Prep Time 50 minutes
Cook Time 10 minutes
Course Desserts
Cuisine Italian, Jewish
Servings 10 deconstructed cannoli


For the Filling

  • 16 ounces (1 container) whole-milk ricotta, such as BelGioioso Whole Milk Ricotta con Latte
  • ¼ cup mascarpone
  • tablespoons superfine sugar
  • 2 teaspoons vanilla extract
  • 1/2 teaspoon ground cinnamon
  • 1/4 teaspoon ground nutmeg
  • 1/8 teaspoon ground allspice
  • 1/8 teaspoon (scant) ground ginger
  • 1/3 cup canned pumpkin

For the Pastry Rounds

  • 2 cups all-purpose flour
  • 2 tablespoons sugar
  • 1 teaspoon baking soda
  • 2 teaspoons cornstarch
  • ½ teaspoon unsweetened cocoa powder
  • ½ teaspoon cinnamon
  • ½ teaspoon kosher salt
  • 2 tablespoons vegetable shortening
  • 2 teaspoons vanilla extract
  • 1 tablespoon white wine vinegar
  • ¼ cup bourbon
  • Vegetable oil for frying

For the Topping

  • 2 tablespoons confectioners’ sugar
  • 2 teaspoons ground cinnamon
  • Whipped cream garnish optional


  • To drain the ricotta, place it in a fine-mesh strainer lined with a large double-layer piece of cheesecloth.

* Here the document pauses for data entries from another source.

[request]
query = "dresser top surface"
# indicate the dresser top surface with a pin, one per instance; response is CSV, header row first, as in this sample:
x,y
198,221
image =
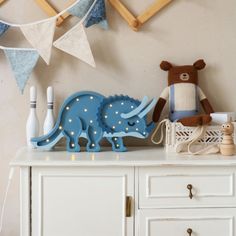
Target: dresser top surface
x,y
135,156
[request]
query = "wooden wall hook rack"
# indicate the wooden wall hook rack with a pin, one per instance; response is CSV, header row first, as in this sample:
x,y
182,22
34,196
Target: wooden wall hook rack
x,y
136,22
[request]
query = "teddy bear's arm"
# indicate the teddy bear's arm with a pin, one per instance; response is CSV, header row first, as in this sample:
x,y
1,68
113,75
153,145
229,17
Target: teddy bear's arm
x,y
158,109
207,106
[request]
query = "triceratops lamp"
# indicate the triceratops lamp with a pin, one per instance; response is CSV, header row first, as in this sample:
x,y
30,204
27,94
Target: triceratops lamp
x,y
92,116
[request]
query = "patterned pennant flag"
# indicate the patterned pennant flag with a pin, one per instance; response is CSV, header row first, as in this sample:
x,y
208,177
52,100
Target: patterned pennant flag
x,y
40,36
22,62
97,14
3,28
81,8
75,43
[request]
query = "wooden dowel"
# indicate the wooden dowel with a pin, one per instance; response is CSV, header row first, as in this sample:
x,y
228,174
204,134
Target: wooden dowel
x,y
152,10
124,12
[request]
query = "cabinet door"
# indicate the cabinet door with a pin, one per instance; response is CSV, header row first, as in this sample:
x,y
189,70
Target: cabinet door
x,y
81,201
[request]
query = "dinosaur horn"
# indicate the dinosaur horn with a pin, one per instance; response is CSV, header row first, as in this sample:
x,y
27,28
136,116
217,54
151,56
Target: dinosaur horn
x,y
147,108
136,110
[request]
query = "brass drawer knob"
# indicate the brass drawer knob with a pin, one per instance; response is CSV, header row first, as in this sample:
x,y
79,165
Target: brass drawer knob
x,y
190,188
189,231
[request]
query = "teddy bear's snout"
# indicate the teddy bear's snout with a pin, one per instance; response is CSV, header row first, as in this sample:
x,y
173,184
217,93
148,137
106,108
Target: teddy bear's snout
x,y
184,76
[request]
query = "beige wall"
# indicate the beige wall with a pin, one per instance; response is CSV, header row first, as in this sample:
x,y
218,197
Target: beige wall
x,y
127,62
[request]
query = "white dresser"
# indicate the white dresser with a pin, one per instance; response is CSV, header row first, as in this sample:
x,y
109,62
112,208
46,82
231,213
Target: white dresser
x,y
143,192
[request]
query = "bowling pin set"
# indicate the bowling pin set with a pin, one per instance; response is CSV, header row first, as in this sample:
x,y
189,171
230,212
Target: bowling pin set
x,y
32,124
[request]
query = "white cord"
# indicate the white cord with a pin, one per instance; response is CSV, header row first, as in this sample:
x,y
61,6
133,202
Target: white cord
x,y
11,173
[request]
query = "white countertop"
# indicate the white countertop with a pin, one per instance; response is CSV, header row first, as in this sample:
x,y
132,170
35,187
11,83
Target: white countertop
x,y
135,156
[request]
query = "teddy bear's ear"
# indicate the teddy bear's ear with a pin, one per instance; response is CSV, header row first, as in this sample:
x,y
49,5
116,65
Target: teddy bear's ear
x,y
165,65
200,64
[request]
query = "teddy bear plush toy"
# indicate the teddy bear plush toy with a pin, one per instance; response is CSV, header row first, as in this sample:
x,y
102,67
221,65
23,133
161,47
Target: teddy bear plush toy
x,y
184,95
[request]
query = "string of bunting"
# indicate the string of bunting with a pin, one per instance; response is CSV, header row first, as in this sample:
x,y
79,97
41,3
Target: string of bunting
x,y
40,35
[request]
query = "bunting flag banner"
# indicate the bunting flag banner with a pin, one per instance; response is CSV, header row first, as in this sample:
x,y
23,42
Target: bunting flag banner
x,y
97,14
75,43
3,28
81,8
40,36
22,62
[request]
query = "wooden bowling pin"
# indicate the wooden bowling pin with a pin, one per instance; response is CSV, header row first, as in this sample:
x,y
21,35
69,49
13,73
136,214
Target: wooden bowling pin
x,y
227,147
49,119
32,124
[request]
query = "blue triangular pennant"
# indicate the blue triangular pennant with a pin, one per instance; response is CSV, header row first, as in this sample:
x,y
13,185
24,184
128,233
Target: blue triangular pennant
x,y
22,62
97,14
81,8
3,28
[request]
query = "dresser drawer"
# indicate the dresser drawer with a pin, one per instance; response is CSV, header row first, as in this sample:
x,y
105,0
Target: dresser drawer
x,y
197,222
179,187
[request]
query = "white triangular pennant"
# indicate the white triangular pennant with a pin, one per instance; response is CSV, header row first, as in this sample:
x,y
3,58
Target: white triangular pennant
x,y
75,43
22,62
40,36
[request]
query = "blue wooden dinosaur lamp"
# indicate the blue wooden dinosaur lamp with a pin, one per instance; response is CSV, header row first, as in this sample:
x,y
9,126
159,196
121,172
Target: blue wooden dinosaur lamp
x,y
92,116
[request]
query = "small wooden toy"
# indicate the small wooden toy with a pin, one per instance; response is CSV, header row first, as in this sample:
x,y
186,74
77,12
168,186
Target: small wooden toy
x,y
49,121
227,147
92,116
32,124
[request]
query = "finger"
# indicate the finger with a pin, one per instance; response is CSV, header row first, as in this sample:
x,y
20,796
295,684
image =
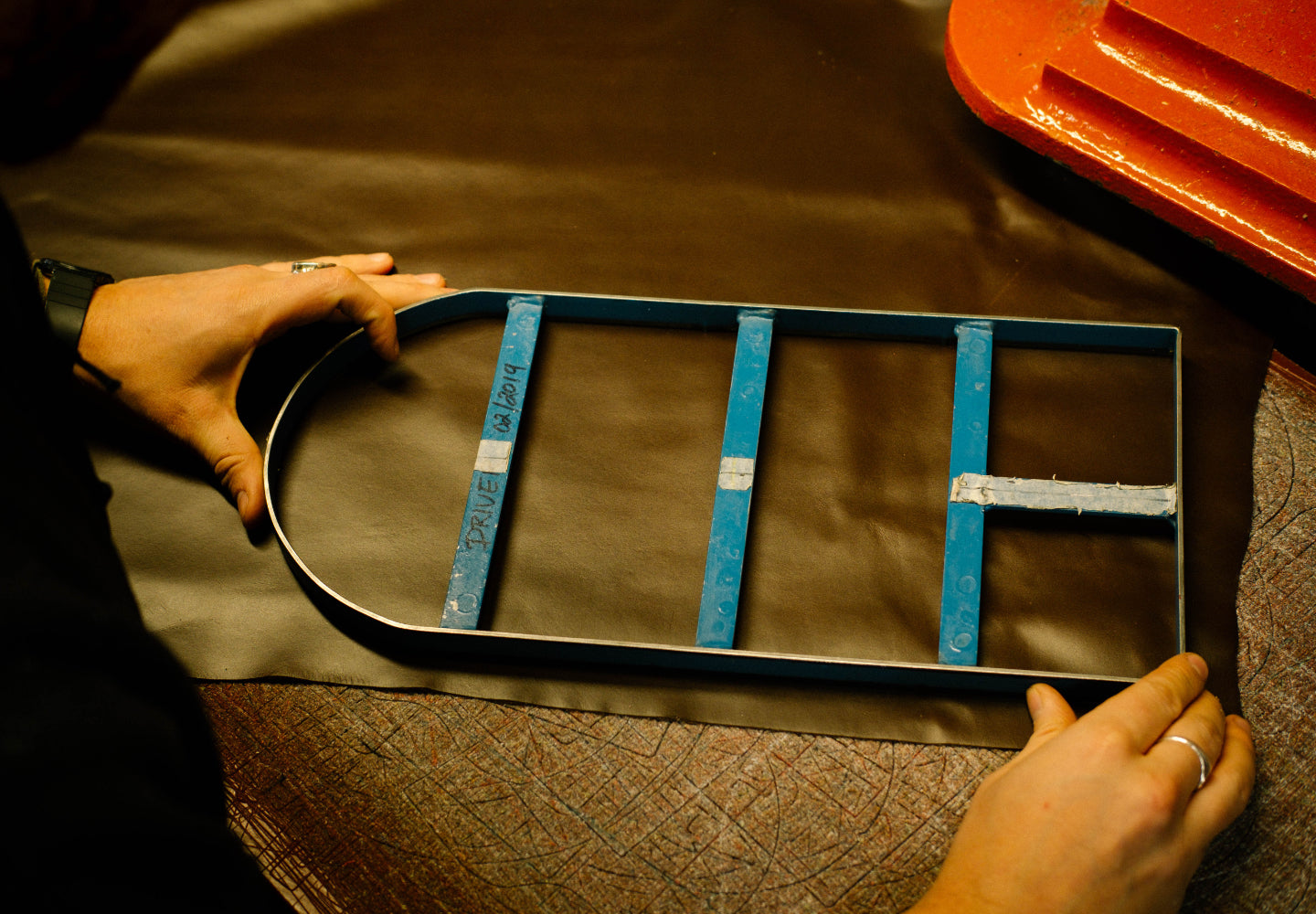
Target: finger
x,y
1226,794
1203,725
1050,714
1149,707
400,290
324,292
236,460
377,263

Place the strainer over a large bowl. Wrap the ricotta tightly in the cloth, squeezing to start extracting liquid. Place a heavy bowl on top and refrigerate for at least one hour. (You can start making the pastry dough while the ricotta drains if you like.)
  • Discard the liquid and transfer the ricotta to a large bowl. Add the mascarpone, sugar, and vanilla. Beat with an electric mixer on medium speed for about 2 minutes, until smooth and slightly fluffy. On low speed, mix in the cinnamon, nutmeg, allspice, ginger, and pumpkin. Refrigerate the mixture at least 30 minutes, or until ready to serve.
  • Meanwhile, make the pastries. Whisk together the flour, sugar, baking soda, cornstarch, cocoa powder, cinnamon, and salt in a large bowl. With the whisk, work in the shortening to create a crumbled texture. In a separate small bowl, combine the vanilla extract, vinegar, and bourbon, then stir the liquids into the flour mixture. Add cold water a teaspoon at a time as needed to create a cohesive dough. Knead about 2 minutes, until smooth.
  • Divide the dough in half. In between sheets of wax paper, roll each half into a circle about 1/8-inch-thick. Let stand covered at room temperature for about 20 minutes.
  • When ready to cook, start heating about 1½ inches of oil to 365°F in a heavy, deep-sided pan over medium heat.
  • Working with one piece of dough at a time, roll the dough to about 1/16-inch thick. Use a 3-inch cutter to cut circles, rerolling scraps. The dough will tend to contract, so right before frying, roll over the circles with the rolling pin to thin them (it’s okay if they end up as ovals or odd shapes—that’s part of the rustic charm). You should end up with 20 to 24 rounds.
  • Fry the rounds in small batches to avoid crowding the pan, turning a few times, until brown, 1 to 2 minutes. Transfer to a paper-towel-lined plate to drain and cool completely.
  • Make the sugar topping by combining the confectioners’ sugar and cinnamon.
  • To serve, place one pastry round on a serving dish and top with a generous dollop (3 to 4 tablespoons) of pumpkin ricotta filling. Top with another pastry piece, and finish with a dab of whipped cream (if using) or more pumpkin filling. Generously dust the tops with the sugar-cinnamon mixture. Serve immediately.